Otellini: We made product available to them [on] day one from a processor and motherboard standpoint. They know their customer bases and are not worried about the lowest-cost product. They did very well on servers, which again was a major product refresh for us, but we're also doing a lot of work with validation and preconfiguration. We're announcing [at the summit] a program with Red Hat where we can do product and validate for every server. That takes part of the hassle out of the channel.
CRN: To what extent has Intel capitalized on AMD's supply problems?
Otellini: We have a 30-year commitment to the channel, and I showed [at the Intel Solutions Summit] 10 years' worth of data about the percentage of microprocessors shipped to multinationals and local OEMs. In 10 years, it's statistically flat. About one-third, plus or minus 5 percent, go to the channel day in and day out for a decade. We have had a three-decade-long commitment to the channel, and we know when we have leading-edge technology we win, and when the channel has access to leading-edge technology, they win.
CRN: How is Intel looking to expand channel growth?
Otellini: At the same time, Intel is implementing a number of programs to help channel efficiency. We talked about Red Hat, for one, and we have much better systems now to respond to requests within 24 hours around the world for 180,000 partners worldwide, and [we have] a tactical improvement to deliver an answer on the upside if the customer is out of stock on something or needs a products or there's a price change. We can respond very quickly to that. The bigger one is the motherboard, which is ramping to the channel's needs in flavors and volume.

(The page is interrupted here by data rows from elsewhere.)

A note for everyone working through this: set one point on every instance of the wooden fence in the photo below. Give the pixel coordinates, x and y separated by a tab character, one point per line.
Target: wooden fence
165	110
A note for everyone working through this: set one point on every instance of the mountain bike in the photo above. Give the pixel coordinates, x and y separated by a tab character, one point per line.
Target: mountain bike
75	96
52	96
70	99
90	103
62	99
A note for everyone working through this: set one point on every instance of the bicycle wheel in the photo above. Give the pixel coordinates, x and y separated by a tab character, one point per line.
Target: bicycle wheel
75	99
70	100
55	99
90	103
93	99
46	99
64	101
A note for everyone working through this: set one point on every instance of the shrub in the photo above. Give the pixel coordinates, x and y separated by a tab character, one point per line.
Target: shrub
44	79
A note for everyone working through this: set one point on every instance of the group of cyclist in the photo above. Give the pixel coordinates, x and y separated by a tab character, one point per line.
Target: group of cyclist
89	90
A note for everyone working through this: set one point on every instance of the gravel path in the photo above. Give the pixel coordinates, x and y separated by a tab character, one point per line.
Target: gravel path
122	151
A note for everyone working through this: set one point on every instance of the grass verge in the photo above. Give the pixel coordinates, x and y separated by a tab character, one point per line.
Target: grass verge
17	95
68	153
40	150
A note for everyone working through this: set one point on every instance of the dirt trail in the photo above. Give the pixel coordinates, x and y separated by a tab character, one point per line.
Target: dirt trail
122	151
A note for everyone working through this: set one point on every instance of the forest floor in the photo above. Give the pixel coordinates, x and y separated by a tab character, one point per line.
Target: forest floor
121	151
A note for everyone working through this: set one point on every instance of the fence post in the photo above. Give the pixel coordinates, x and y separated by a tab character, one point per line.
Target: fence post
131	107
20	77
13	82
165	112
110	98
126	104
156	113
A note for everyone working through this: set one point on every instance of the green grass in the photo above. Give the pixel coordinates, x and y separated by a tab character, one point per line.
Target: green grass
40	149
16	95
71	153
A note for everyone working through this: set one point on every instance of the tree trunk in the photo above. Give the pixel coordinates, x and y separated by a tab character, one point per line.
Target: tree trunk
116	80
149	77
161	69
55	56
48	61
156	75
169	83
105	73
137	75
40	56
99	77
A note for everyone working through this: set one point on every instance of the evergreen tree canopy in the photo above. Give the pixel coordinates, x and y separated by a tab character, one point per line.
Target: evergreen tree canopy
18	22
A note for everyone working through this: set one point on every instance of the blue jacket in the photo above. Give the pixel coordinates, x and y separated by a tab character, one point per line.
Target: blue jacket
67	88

CRN: Is there anything coming to help partners in whitebooks?
Otellini: Yes. VBI [Verified by Intel] and the Common Building Block program is a slow-growing one but very consistent. We are bringing on a new aggregator to help improve logistics and time to market.
CRN: What will be the end result of having a new aggregator?
Otellini: Faster time to market and, hopefully, lowered costs. At the same time, we know the vast majority of our channel customers also sell branded notebooks, and they do that because they have to hold their customers. We have changed our internal Intel sales incentive plan so there's no longer a disincentive for our channel sales guy to have a branded box or notebook sold vs. a whitebook sold. It's no longer a disincentive, and that's good for everybody involved. The key is to engage customer by customer and find out what they want—if their strategy is to build their own or to resell HP or Dell.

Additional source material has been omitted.